Altair

altair logo

Read our project findings on our blog then try the demo below

Assessing Source Code Similarity with Unsupervised Learning

How do you determine what a segment of source code does?

How do you search a corpus for source code that you want to use?

Altair is Lab41's exploration of representing source code and its associated features in a vector space. We are interested in generating robust source code embeddings for Python like Word2Vec creates word embeddings for written text. You can read about our early experimentation with word embeddings for source code on the Lab41 blog.

Our primary use case of source code representation and similarity calculation is enabling meaningful recommendations of code to coders. We believe that similar techniques could be useful for code security analysis, code authorship, and code plaigarism detection.

Altair Demo via Docker!

  1. Download a pickle file containing the Gensim Doc2Vec vectors for 200,000 Python scripts from GitHub here. In this example we saved the downloaded pickle file to ~/models/

  2. Build the container

    docker build -f Dockerfile.demo -t altair.demo .
  3. Run the container

    docker run -v ~/models/:/altair/altair/models/github/ -p 5000:5000 altair.demo
  4. Open a browser and go to

    http://0.0.0.0:5000/

    You should see the Altair home page below

    altair home screen
  5. This demonstration expects a url with raw python code. Let's test out Altair on Lab41's Magnolia (speaker separation in audio) project by entering the following url in the white input box:

    https://raw.githubusercontent.com/Lab41/Magnolia/master/src/features/spectral_features.py

Press 'run'. You should see Altair recommendations of audio analysis Python scripts similar to the screenshot below

altair results screen
  1. Let's do one more. Let's try Lab41's Pelops (car reidentification via computer vision) project by entering the following url in the white input box:
    https://raw.githubusercontent.com/Lab41/pelops/master/pelops/features/hog.py

    Press 'run'. You should see Altair recommendations of computer vision Python scripts similar to the screenshot below

altair results screen

Make Your Own Altair: Docker container to Vectorize a Folder of Python Scripts (*.py)
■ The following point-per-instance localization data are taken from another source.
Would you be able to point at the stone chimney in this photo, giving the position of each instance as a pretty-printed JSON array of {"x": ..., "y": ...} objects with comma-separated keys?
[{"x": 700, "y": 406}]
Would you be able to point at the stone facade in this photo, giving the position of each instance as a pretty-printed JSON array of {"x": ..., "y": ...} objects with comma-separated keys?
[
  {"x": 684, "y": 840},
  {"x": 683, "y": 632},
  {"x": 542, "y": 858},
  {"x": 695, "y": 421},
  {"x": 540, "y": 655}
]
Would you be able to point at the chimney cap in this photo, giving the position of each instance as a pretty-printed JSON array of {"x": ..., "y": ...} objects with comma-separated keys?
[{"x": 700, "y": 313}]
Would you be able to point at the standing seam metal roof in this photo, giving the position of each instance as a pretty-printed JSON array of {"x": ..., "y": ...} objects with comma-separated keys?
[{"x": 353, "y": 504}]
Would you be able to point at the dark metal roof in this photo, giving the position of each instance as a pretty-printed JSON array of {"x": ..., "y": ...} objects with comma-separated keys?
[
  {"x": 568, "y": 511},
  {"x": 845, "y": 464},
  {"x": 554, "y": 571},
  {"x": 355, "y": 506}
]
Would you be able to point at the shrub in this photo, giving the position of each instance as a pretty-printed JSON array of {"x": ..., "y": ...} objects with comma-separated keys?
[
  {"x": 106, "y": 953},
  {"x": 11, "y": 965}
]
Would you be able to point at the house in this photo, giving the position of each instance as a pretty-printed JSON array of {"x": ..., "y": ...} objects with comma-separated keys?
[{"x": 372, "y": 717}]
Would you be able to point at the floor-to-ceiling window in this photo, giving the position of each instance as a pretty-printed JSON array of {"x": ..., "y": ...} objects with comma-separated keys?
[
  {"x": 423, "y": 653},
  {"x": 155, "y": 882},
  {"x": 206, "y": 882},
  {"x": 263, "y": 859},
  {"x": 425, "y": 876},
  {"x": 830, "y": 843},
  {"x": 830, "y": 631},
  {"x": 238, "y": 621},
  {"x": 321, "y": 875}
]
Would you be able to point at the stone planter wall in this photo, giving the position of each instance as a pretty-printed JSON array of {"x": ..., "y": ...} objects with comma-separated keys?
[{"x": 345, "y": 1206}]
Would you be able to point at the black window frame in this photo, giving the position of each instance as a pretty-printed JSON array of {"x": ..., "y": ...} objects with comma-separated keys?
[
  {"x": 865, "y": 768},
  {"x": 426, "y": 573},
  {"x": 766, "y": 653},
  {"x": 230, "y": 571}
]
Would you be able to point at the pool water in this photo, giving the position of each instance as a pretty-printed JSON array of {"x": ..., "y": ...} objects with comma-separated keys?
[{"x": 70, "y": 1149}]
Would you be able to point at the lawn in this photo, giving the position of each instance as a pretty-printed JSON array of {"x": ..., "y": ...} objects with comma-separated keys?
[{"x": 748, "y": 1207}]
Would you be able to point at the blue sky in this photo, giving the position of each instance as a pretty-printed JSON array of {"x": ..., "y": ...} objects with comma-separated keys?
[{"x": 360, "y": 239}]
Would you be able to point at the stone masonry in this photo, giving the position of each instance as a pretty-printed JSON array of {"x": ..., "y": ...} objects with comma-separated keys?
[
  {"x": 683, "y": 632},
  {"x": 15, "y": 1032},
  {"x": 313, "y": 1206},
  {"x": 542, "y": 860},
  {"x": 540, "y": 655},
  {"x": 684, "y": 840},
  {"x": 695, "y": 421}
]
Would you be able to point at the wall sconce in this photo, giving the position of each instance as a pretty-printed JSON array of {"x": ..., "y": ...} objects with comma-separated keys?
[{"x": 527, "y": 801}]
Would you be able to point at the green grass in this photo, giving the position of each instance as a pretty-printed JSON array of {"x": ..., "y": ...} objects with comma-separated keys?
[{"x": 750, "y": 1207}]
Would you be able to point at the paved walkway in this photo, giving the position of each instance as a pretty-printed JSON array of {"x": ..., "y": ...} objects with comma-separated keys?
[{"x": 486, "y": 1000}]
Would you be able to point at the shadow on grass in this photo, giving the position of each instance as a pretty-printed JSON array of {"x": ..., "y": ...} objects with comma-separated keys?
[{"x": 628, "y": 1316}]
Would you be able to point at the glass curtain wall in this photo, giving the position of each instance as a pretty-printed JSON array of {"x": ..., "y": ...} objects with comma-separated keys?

The Docker container uses a Doc2Vec model trained on 1 million Python scripts from Github and the output is a dictionary of vectors saved as a pickle file in the "out" volume. A distance measurement (ex: cosine distance) can be used to locate similar vectors in the output.

Build the container

docker build -f Dockerfile.vectorize_folder -t altair.vectorize_folder .

Run the container

docker run -v /dirwithPythonScripts/:/in -v /dirtoSaveOutput/:/out altair.vectorize_folder

Run the container with custom settings (ex: Use Doc2Vec model trained on 500k Python scripts from Github and specify output file name)

docker run -v /dirwithPythonScripts/:/in -v /dirtoSaveOutput/:/out altair.vectorize_folder /altair/models/doc2vec_trainedmodel_cbow_docs500000_negative10_mincount500_minlen2000_win5.pkl /in /out/myoutput.pkl

Prerequisites

Local Computing Components

Installation

Cloning the repository

Clone Altair repository from the command line, then cd into the directory

git clone https://github.com/Lab41/altair.git
cd altair
Conda

Anaconda is a completely free Python distribution. It includes more than 400 of the most popular Python packages for science, math, engineering, and data analysis. Anaconda includes conda, a cross-platform package manager and environment manager and seen by some as the successor to pip.
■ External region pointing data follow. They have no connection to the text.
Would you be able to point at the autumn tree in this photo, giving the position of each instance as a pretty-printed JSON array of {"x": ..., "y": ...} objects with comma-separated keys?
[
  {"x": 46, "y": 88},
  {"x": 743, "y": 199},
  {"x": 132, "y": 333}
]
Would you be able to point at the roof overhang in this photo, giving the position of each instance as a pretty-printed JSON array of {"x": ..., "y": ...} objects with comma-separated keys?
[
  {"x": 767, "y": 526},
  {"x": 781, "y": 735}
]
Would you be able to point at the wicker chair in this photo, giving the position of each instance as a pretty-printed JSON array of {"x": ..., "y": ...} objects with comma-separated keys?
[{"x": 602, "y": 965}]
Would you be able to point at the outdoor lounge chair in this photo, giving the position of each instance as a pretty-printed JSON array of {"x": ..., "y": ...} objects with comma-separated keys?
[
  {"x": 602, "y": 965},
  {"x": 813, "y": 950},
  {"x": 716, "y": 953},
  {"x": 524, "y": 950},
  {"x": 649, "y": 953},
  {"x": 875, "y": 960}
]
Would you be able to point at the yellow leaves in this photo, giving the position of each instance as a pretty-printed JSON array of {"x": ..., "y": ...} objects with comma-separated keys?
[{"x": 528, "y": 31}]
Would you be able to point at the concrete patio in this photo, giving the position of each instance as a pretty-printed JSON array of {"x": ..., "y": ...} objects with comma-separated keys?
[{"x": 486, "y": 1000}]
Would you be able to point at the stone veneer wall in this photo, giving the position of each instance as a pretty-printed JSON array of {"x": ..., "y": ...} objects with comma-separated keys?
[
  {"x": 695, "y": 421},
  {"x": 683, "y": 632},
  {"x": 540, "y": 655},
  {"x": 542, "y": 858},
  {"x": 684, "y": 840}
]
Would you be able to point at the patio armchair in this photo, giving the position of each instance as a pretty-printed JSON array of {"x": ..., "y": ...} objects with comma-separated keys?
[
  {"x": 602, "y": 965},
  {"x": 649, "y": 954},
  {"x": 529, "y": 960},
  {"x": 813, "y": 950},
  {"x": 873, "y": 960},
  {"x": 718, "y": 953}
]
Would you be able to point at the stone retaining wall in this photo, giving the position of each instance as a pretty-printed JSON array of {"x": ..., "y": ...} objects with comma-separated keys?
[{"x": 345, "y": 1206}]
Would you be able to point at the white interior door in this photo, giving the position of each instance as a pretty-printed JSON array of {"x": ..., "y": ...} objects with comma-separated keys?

Before getting started, you’ll need both conda and gcc installed on your system. Download the Anaconda version for Python3+ by entering the following (as of Feb 2017) on a Linux command line:

wget https://repo.continuum.io/archive/Anaconda3-4.3.0-Linux-x86_64.sh
bash Anaconda3-4.3.0-Linux-x86_64.sh

Once that’s done, you can create an new environment on your system by calling:

conda env create -f environment.yml

Note: If the conda command is not found, start a new shell to refresh your path.
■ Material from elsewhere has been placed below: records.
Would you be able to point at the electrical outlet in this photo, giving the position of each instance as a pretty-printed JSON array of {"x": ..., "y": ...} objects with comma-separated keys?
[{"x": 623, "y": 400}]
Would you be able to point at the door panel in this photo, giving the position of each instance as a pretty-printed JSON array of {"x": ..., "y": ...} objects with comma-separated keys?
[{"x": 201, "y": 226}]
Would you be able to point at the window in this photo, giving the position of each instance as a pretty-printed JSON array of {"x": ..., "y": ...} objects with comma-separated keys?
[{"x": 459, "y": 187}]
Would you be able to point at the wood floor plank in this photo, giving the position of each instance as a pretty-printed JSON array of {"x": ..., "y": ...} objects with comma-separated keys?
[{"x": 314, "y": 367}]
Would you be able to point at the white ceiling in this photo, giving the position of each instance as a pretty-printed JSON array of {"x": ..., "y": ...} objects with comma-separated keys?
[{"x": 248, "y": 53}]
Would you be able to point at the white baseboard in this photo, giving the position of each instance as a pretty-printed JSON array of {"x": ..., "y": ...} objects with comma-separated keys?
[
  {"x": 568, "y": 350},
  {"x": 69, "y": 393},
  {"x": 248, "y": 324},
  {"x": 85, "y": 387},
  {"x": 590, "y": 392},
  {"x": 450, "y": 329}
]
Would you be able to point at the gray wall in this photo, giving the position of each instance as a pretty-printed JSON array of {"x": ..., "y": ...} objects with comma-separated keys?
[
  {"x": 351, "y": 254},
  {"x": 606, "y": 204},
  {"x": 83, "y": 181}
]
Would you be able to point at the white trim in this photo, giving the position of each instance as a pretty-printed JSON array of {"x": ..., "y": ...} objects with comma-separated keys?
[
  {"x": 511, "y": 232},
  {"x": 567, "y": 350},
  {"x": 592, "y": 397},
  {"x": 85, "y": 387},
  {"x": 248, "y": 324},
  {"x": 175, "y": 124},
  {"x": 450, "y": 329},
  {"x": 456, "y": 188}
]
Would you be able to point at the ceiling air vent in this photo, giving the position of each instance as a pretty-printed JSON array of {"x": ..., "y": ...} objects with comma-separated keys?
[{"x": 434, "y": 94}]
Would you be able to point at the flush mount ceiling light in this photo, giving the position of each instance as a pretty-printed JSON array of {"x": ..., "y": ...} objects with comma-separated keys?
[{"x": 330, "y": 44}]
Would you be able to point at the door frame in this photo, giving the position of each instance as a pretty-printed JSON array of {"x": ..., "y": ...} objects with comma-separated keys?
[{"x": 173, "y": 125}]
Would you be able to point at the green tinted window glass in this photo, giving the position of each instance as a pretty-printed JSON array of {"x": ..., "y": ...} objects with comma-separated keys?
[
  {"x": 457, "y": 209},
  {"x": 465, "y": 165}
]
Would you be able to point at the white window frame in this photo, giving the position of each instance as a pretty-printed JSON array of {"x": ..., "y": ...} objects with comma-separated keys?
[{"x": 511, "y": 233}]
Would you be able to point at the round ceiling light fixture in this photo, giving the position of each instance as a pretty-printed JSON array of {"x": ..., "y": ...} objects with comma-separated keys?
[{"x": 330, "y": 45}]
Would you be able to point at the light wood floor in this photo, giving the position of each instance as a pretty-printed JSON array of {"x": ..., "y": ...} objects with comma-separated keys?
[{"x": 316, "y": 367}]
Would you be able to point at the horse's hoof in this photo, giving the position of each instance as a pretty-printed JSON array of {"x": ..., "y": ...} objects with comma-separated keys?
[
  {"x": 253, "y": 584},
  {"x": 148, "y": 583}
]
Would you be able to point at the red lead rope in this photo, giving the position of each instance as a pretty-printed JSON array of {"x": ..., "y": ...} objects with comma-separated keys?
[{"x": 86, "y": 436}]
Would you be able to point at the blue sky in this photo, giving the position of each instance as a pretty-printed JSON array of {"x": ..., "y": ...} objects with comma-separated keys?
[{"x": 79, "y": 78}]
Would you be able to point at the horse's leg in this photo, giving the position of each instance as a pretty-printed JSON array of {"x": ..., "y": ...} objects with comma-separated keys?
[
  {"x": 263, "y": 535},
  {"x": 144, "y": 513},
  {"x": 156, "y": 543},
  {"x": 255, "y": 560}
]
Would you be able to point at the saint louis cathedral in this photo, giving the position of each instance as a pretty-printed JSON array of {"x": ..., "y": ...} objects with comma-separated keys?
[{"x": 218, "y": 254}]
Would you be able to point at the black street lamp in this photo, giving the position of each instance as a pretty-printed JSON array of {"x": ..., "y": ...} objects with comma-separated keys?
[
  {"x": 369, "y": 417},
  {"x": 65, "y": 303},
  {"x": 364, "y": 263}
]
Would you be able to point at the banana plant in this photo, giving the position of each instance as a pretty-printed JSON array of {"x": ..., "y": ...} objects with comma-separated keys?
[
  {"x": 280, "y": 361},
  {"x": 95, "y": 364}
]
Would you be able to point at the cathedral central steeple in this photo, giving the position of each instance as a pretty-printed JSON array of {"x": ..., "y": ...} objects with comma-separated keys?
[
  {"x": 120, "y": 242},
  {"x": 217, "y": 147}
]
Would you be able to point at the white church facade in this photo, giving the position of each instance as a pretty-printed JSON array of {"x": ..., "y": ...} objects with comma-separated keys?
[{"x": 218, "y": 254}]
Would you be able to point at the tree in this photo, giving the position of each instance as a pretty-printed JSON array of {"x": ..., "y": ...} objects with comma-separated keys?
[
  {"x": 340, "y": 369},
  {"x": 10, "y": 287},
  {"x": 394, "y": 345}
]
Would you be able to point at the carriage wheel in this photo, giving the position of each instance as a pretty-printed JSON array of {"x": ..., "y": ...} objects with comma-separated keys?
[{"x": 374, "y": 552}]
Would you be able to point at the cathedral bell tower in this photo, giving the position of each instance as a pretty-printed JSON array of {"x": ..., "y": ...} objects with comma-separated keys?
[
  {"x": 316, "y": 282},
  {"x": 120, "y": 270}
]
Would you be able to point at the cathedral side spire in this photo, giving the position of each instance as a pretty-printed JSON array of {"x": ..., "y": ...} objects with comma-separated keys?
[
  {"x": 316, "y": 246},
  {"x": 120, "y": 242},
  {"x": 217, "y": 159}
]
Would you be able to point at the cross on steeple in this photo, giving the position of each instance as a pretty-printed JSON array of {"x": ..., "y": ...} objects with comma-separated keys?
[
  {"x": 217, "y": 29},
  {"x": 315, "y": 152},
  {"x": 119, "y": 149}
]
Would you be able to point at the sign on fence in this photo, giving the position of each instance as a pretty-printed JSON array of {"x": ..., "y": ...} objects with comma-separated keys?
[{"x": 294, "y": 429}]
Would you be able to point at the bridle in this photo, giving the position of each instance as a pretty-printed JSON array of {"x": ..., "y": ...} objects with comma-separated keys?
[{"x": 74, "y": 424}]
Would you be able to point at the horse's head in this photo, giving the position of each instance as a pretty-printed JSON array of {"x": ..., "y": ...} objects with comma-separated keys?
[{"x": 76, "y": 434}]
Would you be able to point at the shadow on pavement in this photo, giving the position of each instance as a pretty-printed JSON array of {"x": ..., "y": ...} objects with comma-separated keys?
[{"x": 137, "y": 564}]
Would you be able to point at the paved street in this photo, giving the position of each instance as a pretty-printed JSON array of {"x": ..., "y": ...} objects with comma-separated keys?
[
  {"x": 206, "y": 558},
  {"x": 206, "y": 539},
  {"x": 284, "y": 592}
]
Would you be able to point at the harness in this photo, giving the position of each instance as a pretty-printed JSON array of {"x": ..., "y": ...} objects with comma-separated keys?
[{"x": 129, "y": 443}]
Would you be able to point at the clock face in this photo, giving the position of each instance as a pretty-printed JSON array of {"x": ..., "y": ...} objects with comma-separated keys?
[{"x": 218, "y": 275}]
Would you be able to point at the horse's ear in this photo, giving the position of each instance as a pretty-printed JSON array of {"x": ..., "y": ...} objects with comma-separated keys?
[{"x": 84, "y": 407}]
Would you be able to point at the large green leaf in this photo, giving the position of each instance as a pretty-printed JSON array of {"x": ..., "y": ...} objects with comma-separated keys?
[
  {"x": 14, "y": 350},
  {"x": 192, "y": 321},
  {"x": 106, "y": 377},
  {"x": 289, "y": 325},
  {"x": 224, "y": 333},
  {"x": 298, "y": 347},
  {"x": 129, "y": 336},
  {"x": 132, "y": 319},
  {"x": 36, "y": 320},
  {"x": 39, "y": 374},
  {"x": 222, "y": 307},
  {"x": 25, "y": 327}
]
After it finishes, you should have a new conda environment named altair containing all of the dependencies. Activate it by calling

source activate altair

Check out the preprocessing README.md to find out where you can obtain our training and testing data.

Notes

Per Gensim, reproducibility between interpreter launches requires use of the PYTHONHASHSEED environment variable to control hash randomization in Python 3.